On Remembrance Day Edith once again runs into Nick Angel and meets his daughter who looks visibly like Vivienne. He informs Edith that Clair is Vivienne's daughter and she was born shortly before Henry's death, abandoned by Vivienne after a year. Edith expresses interest in getting to know her niece and though Nick is reluctant he eventually agrees.

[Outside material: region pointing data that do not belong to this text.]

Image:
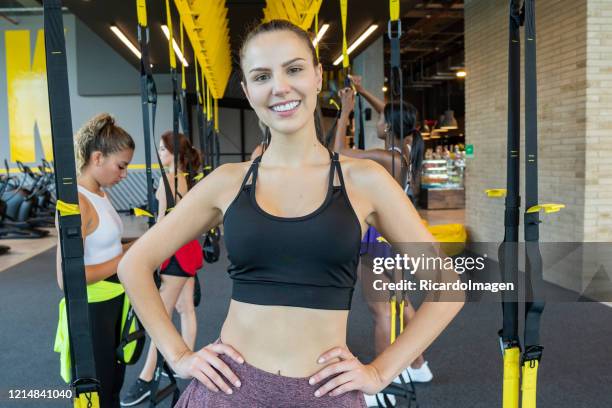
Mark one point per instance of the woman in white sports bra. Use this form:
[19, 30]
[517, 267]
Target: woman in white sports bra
[103, 152]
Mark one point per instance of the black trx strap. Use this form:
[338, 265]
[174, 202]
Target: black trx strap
[526, 379]
[406, 389]
[533, 258]
[84, 380]
[396, 81]
[508, 250]
[149, 108]
[361, 135]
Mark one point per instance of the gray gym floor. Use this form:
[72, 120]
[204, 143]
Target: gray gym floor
[576, 370]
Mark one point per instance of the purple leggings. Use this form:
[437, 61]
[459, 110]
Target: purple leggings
[261, 389]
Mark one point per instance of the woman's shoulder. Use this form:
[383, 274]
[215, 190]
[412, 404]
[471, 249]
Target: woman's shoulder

Edith never gives up hope of once again finding Vivienne and begins to work on helping to feed local drug addicts. She meets a cryptozoologist who works at the Canadian Museum of Nature. A year after Vivienne's disappearance Edith returns to Lake Louise to scatter her father's ashes, hoping to see a unicorn again.

==Reception==
The novel received mostly positive reviews. The reviewer for The Globe and Mail called it "one of the most deeply moving stories I have read in many years". The Toronto Star praised it as "masterful". The review from The National Post was more mixed calling the novel "undercooked" while still praising Berkhout for choosing "all the right subjects".